Reading

Some recommended reads:

The BBKA Guide to Beekeeping (Ivor Davis & Roger Cullum-Kenyon) 

Guide to Bees and Honey (Ted Hooper), Marston House

Pratical Beekeeping (Clive de Bruyn), Crowood Press

Bees at the bottom of the Garden (Campion), NBB

Haynes Bee Manual: Complete step by step guide to keeping bees (Claire & Adrian Waring), Haynes

BBKA News magazine - The newsletter of the British Beekeepers Association

Bee Craft Magazine - The Official Journal of the British Beekeepers Association

Southport and District Bee Times - a blog by Diane Drinkwater which can be found here

Southport and District Beekeepers Library

If you are a member of Southport & District Beekeepers, most of these books are held in our Library which you can borrow from by contacting Diane Banahan, you will need your membership number to do so, here is the complete list of what we currently hold in our Library.

You can also download various leaflets, manuals and fact sheets on BeeBase,


Honey Bee Facts:

1.The honey bee has been around for millions of years.

2. Honey bees, scientifically also known as Apis mellifera, which mean "honey-carrying bee", are environmentally friendly and are vital as pollinators.

3. It is the only insect that produces food eaten by man.

4. Honey is the only food that includes all the substances necessary to sustain life, including enzymes, vitamins, minerals, and water; and it's the only food that contains "pinocembrin", an antioxidant associated with improved brain functioning.

5. Honey bees have 6 legs, 2 compound eyes made up of thousands of tiny lenses (one on each side of the head), 3 simple eyes on the top of the head, 2 pairs of wings, a nectar pouch, and a stomach.

6. Honey bees have 170 odorant receptors, compared with only 62 in fruit flies and 79 in mosquitoes.
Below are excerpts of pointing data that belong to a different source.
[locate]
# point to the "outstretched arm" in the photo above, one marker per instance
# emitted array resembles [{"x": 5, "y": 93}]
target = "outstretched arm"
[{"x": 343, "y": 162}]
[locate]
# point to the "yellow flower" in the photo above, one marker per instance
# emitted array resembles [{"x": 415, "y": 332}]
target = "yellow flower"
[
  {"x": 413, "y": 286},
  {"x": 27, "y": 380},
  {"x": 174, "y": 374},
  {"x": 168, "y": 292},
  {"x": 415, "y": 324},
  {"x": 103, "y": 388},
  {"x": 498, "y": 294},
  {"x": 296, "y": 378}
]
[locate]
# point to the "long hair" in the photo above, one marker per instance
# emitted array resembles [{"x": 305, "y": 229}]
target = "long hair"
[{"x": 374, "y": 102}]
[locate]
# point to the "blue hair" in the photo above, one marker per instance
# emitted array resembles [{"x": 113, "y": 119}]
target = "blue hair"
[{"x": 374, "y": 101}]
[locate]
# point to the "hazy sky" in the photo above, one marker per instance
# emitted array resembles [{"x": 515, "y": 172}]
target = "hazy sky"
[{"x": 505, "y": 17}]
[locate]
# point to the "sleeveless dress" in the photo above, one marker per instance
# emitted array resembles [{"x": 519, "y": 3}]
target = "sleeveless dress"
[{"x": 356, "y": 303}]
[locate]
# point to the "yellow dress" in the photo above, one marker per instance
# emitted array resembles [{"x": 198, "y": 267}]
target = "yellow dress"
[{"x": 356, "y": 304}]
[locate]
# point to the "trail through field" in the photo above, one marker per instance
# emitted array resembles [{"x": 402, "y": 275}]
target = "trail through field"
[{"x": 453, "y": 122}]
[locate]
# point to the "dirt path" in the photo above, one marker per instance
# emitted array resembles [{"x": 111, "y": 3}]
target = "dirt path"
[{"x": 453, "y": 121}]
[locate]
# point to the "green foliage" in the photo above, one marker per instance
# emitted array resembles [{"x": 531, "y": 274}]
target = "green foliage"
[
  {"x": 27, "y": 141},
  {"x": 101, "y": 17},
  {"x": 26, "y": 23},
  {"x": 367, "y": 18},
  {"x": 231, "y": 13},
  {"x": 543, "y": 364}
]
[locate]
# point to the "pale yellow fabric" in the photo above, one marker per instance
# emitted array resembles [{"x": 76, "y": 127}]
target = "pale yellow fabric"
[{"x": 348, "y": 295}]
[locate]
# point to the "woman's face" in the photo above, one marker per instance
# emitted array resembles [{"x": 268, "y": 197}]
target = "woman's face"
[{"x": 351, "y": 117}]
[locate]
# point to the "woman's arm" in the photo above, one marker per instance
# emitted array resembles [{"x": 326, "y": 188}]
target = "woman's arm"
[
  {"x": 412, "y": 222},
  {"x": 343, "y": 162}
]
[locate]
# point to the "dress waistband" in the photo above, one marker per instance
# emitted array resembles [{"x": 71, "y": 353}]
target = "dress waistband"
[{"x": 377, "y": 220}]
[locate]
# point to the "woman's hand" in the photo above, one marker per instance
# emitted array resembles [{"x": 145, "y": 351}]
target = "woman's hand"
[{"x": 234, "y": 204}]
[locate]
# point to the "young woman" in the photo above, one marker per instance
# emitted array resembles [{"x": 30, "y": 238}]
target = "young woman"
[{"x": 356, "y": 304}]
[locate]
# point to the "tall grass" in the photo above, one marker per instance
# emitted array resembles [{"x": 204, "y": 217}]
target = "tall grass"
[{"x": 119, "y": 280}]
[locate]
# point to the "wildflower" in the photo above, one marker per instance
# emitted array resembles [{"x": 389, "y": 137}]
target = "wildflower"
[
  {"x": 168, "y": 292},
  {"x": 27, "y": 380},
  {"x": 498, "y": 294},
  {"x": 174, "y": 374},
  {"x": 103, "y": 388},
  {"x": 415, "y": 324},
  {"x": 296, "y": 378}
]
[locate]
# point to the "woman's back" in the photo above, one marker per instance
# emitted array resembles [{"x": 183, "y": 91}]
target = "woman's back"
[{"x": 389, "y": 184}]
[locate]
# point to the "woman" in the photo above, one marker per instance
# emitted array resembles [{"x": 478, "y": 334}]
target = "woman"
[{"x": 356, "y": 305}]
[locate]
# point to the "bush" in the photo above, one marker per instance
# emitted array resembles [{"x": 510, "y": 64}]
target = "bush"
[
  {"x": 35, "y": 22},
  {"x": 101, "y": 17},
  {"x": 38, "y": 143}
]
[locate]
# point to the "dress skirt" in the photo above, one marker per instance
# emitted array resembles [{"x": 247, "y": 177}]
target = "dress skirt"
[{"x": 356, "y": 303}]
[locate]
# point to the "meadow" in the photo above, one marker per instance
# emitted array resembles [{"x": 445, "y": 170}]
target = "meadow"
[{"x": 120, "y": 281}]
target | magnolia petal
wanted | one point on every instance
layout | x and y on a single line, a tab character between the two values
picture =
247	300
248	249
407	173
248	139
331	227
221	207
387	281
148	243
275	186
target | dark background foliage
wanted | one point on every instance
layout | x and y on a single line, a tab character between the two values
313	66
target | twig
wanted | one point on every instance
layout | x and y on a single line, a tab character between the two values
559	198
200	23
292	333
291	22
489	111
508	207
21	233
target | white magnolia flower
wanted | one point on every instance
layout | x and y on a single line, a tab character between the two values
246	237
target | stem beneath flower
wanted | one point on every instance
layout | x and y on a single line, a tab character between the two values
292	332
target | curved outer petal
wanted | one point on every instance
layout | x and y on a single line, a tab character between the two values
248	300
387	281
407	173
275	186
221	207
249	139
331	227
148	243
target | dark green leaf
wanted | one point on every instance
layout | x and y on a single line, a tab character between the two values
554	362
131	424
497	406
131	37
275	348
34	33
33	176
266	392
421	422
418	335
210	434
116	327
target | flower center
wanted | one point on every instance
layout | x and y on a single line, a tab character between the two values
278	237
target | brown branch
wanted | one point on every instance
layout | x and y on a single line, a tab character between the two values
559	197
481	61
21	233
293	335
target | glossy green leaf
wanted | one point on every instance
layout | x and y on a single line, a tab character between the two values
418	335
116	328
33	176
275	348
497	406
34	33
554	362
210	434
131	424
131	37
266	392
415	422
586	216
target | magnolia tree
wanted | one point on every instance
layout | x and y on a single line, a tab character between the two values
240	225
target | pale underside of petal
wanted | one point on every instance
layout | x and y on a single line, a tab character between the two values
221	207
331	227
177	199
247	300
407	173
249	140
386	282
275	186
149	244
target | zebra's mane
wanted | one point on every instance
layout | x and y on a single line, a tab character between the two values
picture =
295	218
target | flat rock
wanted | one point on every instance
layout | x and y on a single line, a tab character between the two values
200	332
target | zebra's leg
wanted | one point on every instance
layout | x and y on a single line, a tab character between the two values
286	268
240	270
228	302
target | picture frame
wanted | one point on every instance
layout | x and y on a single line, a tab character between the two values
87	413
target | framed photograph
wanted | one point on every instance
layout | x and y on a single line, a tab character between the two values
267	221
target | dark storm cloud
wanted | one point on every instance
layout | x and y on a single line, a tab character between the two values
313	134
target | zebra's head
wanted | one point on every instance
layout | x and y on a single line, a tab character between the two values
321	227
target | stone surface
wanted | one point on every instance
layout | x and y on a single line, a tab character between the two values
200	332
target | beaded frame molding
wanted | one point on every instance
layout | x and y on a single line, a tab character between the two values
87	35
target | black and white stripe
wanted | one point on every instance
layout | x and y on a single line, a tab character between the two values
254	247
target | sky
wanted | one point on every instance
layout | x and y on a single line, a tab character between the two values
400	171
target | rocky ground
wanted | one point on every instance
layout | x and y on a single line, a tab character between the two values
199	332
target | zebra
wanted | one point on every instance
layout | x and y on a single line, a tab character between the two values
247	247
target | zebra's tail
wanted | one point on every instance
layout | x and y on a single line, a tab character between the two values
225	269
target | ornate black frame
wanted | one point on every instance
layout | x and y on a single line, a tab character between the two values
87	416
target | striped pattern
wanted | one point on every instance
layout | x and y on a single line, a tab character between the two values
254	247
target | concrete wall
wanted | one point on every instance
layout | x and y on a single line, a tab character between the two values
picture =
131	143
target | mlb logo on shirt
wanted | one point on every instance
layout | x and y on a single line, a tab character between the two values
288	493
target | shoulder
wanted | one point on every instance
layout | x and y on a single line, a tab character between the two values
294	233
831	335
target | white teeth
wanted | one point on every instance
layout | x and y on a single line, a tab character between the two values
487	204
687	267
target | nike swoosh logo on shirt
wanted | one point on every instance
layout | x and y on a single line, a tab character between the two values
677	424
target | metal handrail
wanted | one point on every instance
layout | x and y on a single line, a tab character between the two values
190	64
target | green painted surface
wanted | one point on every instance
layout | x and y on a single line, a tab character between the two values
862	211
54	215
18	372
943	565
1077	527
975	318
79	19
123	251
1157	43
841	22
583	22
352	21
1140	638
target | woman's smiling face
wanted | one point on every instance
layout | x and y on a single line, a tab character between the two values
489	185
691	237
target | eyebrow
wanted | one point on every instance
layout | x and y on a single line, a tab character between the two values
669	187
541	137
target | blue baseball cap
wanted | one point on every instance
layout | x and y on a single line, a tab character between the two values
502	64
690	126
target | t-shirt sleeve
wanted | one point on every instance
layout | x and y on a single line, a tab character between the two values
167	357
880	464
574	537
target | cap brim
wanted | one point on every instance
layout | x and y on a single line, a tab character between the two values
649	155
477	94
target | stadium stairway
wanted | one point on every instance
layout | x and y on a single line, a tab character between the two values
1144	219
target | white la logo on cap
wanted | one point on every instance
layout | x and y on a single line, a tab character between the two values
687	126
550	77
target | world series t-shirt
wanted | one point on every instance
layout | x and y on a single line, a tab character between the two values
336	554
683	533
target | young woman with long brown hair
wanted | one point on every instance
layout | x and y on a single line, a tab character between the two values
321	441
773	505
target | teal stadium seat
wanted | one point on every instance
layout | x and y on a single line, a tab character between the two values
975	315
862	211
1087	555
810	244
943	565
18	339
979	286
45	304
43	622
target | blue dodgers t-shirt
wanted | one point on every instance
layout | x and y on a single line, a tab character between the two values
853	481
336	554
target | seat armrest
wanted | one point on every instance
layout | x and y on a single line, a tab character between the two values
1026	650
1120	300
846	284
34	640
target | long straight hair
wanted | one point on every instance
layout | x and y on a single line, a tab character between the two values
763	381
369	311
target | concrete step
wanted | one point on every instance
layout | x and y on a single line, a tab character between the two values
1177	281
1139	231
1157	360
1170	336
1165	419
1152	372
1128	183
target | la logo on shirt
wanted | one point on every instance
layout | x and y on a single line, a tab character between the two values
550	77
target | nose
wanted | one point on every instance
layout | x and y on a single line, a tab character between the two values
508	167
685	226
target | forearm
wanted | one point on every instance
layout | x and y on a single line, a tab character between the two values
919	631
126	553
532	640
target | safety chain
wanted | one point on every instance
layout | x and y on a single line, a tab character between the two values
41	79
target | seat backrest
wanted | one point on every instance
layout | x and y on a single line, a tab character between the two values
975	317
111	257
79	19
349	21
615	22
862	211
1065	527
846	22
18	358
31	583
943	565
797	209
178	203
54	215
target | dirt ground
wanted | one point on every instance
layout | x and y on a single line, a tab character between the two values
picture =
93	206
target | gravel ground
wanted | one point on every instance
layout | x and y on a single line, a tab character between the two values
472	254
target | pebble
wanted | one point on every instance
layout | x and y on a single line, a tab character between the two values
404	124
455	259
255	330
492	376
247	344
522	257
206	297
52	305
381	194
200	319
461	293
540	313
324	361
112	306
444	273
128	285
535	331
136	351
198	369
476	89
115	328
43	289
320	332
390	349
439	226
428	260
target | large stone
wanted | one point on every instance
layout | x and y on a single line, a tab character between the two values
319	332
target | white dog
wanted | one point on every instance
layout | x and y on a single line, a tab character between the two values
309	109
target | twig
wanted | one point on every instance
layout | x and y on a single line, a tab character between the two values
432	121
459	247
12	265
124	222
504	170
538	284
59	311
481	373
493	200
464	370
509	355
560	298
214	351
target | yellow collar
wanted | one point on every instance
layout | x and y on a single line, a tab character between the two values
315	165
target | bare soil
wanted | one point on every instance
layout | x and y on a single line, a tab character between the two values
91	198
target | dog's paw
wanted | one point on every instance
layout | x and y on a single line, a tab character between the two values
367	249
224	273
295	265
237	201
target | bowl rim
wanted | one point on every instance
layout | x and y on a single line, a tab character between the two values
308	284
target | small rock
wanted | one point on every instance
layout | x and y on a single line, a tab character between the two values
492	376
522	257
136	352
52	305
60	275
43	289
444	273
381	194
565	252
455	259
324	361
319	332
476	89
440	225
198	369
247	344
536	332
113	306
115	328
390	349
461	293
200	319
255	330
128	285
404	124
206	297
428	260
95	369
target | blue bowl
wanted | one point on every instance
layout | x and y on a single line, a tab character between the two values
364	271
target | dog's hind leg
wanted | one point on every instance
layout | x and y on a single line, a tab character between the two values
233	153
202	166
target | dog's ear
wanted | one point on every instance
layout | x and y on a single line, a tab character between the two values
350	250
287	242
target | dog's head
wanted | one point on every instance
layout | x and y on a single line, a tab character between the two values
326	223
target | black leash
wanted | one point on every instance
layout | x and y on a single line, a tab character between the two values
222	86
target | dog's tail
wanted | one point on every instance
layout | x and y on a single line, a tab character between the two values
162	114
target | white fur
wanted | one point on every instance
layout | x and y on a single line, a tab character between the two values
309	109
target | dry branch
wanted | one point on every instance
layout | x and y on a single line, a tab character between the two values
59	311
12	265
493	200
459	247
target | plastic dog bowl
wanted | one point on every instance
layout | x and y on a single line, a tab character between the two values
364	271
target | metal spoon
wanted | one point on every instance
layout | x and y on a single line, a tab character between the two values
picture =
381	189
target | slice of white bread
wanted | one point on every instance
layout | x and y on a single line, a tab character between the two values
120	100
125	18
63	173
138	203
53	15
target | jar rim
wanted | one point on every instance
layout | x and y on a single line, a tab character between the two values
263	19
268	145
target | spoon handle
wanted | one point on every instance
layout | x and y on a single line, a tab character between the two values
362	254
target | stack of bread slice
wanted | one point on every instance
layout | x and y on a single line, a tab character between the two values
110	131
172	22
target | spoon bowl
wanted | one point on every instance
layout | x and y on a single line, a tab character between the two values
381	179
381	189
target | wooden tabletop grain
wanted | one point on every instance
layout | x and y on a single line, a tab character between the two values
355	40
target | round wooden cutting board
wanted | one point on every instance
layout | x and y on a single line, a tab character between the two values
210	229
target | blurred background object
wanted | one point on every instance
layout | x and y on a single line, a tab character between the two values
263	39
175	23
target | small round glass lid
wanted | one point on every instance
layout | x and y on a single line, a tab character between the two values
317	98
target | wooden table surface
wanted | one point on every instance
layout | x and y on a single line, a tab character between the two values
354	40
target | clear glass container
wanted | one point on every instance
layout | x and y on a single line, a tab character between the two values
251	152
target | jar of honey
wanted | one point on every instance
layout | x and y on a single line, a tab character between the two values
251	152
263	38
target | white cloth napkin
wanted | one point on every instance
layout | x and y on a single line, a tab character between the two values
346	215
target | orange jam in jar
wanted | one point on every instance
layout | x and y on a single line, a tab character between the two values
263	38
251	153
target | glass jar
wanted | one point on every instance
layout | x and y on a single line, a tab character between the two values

Their exceptional olfactory abilities include kin recognition signals, social communication within the hive, and odor recognition for finding food. Their sense of smell is so precise that it could differentiate hundreds of different floral varieties and tell whether a flower carried pollen or nectar from metres away.

7. The honey bee's wings stroke incredibly fast, about 200 beats per second, thus making their famous, distinctive buzz. A honey bee can fly for up to six miles, and as fast as 15 miles per hour.

8. The average worker bee produces about 1/12th teaspoon of honey in her lifetime.

9. A hive of bees will fly 90,000 miles, the equivalent of three orbits around the earth to collect 1 kg of honey.

10. It takes one ounce of honey to fuel a bee's flight around the world.

11. A honey bee visits 50 to 100 flowers during a collection trip.

12. The bee's brain is oval in shape and only about the size of a sesame seed, yet it has remarkable capacity to learn and remember things and is able to make complex calculations on distance travelled and foraging efficiency.

13. A colony of bees consists of 20,000-60,000 honeybees and one queen. Worker honey bees are female, live for about 6 weeks and do all the work.

14. The queen bee can live up to 5 years and it's role is to fill the hive with eggs. She is the busiest in the summer months, when the hive needs to be at its maximum strength, she lays up to 2500 eggs per day. The queen bee has control over whether she lays male or female eggs. If she uses stored sperm to fertilize the egg, the larva that hatches is female. If the egg is left unfertilized, the larva that hatches is male. In other words, female bees inherit genes from their mothers and their fathers while male bees inherit only genes from their mothers. Click here to learn more about the Honey Bee Life Cycle,

15. Larger than the worker bees, the male honey bees (also called drones), have no stinger and do no work at all. All they do is mating. In fact, before winter or when food becomes scarce, female honeybees usually force surviving males out of the nest.

16. Each honey bee colony has a unique odour for members' identification.

17. Only worker bees sting, and only if they feel threatened and they die once they sting. Queens have a stinger, but they don't leave the hive to help defend it.

18. It is estimated that 1100 honey bee stings are required to be fatal.

19. Honey bees communicate with one another by dancing. More on their awesome sense of time, communication of distance and direction in "The Awesome Honeybee Dance".

20. During winter, honey bees feed on the honey they collected during the warmer months. They form a tight cluster in their hive to keep the queen and themselves warm.

The more I learnt about honey bee facts; honey's great creator -the honey bee itself, its highly organized society, how it acts with such intricate cooperation, and the various bee products, the more I admire and respect this amazing creature. It is no wonder why sometimes the colony is called a superorganism.